From award-winning author Naomi Alderman, The Power is speculative fiction at its most ambitious and provocative, at once taking us on a thrilling journey to an alternate reality, and exposing our own world in bold and surprising ways.
Why I love it
Laia Garcia
Lenny
The Power has a simple premise: young girls around the world suddenly realize that they have the ability to send electric currents through their fingers, jolts that can injure or even kill others. Soon it is revealed that all women have this power—they just have to harness it. As power literally shifts from the hands of men to the hands of women, power structures around the world are threatened and the world become a dangerous and unstable place. We follow three women and one man as they make their way through this new world.
In Alderman’s hands, this world seems both strangely familiar and totally alien. In fact, I was struck by how many times I forgot I was reading a work of fiction. Thinking about the men’s rights activist of our real world, versus the men’s rights activist of this parallel world where a matriarchy is threatening to take hold, I felt the electricity running through my arms, I imagined how I could harness it. I wanted to believe this power was really there all along, and that after I finished reading the book I would be able to shock the world around me. What if I could go anywhere I wanted?
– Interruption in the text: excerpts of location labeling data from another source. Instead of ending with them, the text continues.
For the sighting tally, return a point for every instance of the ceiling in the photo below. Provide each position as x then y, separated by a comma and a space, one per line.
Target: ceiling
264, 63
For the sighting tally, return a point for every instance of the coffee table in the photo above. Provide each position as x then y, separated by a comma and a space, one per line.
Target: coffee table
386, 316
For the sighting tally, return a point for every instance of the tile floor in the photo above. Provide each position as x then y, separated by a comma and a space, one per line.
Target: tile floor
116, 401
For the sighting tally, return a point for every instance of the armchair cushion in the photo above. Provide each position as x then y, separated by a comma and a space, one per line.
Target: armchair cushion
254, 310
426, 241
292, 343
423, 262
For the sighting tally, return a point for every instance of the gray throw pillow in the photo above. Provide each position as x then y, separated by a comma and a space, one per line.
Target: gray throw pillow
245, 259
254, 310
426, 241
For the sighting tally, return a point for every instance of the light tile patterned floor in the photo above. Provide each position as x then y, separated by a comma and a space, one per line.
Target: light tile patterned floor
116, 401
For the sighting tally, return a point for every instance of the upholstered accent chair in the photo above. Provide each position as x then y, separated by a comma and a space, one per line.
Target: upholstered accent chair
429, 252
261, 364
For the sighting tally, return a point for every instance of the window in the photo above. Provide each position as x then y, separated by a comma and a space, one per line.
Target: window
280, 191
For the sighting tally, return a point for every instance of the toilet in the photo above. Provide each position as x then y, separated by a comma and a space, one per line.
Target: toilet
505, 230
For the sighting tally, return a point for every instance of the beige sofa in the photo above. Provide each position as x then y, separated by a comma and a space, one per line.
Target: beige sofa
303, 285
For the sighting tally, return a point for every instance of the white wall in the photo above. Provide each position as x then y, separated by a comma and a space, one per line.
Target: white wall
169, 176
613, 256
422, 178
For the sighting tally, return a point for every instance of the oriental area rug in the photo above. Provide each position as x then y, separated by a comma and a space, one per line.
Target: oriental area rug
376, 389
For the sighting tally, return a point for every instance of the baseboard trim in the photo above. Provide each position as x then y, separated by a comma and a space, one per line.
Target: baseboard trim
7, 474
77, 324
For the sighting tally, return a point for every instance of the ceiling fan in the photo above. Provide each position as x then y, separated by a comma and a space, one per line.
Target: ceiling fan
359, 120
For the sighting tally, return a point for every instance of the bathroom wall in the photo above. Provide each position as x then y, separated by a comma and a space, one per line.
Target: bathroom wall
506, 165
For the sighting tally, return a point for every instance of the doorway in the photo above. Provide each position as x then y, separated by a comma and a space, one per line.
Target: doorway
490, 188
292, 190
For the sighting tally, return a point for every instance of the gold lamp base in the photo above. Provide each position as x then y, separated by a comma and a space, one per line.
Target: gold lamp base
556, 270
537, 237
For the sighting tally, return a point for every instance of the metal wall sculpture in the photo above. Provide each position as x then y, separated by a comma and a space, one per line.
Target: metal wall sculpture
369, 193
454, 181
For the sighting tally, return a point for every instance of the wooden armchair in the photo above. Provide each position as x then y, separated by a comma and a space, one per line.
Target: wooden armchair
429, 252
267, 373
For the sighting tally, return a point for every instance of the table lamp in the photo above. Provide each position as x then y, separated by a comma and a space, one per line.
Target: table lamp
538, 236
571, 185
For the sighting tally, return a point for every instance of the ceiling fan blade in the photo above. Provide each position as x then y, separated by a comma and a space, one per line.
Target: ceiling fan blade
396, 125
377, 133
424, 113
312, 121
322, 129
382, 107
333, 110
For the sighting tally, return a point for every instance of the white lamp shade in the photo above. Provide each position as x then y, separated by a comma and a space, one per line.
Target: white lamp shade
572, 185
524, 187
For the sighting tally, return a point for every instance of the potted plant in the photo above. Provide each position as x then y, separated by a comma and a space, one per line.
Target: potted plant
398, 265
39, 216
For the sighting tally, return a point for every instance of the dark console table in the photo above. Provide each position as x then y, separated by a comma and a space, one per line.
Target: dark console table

What if I never felt fear? I know that what ifs are pointless and yet—how sweet that vision of paradise seemed.
In the hands of another writer, this story could’ve become another empowerment cliché full of empty platitudes, and faux feminism. But it was Alderman who created this world, and her vision has endless depth. I devoured this book in a couple of days, and every time I turned the page was a bittersweet moment: I was so completely invested in the story but I knew the sooner I got ahead, the sooner the whole thing would be over. I did not want this book to be over. I did not want to go back to my world, where there aren’t any what ifs to help me escape reality. Where everything is what it is.